Um dos últimos relatórios de auditoria que foram divulgados pelo Tribunal de Contas, e que se refere à “evolução dos acréscimos de custos nos contratos de empreitada, designadamente por força de adicionais”, pode ser um bom exemplo dessa fiscalização concomitante. Desde 3 de Setembro de 2006 que os actos e contratos adicionais a contratos de empreitada de obras públicas visados que titulem a execução de trabalhos a mais, ou de suprimento de erros e omissões, estão dispensados de fiscalização prévia do TdC, sendo objecto de fiscalização sucessiva. E o citado relatório dá conta da auditoria feita à evolução dos acréscimos de custos nos contratos de empreitada de obras públicas, resultantes de contratos adicionais, comunicados ao Tribunal de Contas, durante o ano de 2016.
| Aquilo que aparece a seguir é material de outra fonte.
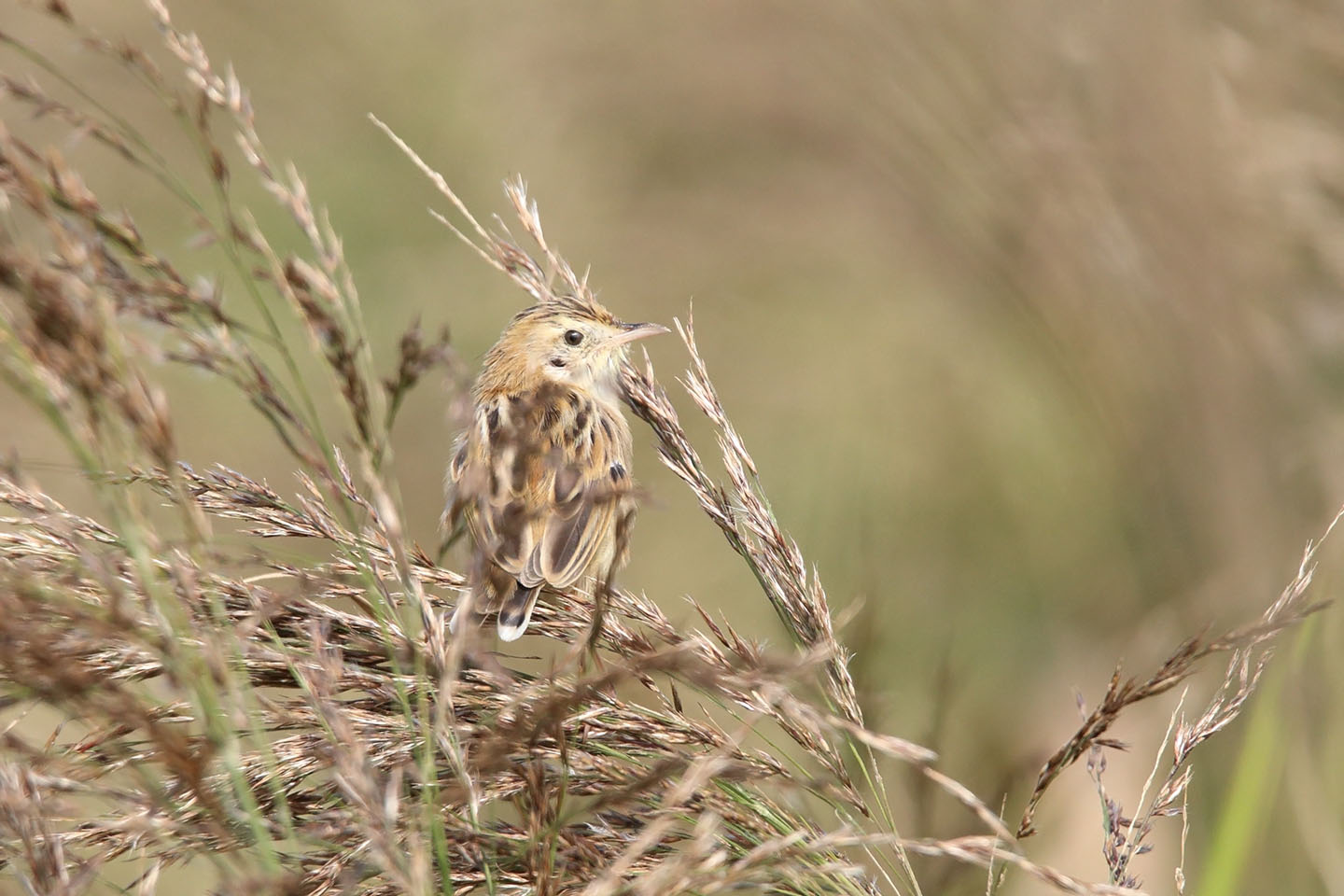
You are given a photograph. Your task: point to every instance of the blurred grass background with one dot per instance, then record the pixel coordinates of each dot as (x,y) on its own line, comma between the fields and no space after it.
(1029,312)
O Tribunal de Contas visou 700 contratos de empreitada de obras públicas (em sede de fiscalização prévia), dos quais 184 sofreram 359 alterações (contratos adicionais) em 2016. O maior número de obras alteradas pertence à administração local, mas o maior volume financeiro de alterações encontrava-se no sector empresarial do Estado.

Quando o Conselho para Prevenção da Corrupção, que funciona junto do Tribunal de Contas, emitiu uma recomendação para a Prevenção de Riscos na Contratação Pública - em Janeiro de 2015 - inscreveu a necessidade de reduzir “o recurso ao ajuste directo”, devendo este quando observado “ser objecto de especial fundamentação e ser fomentada a concorrência através da consulta a mais do que um concorrente”.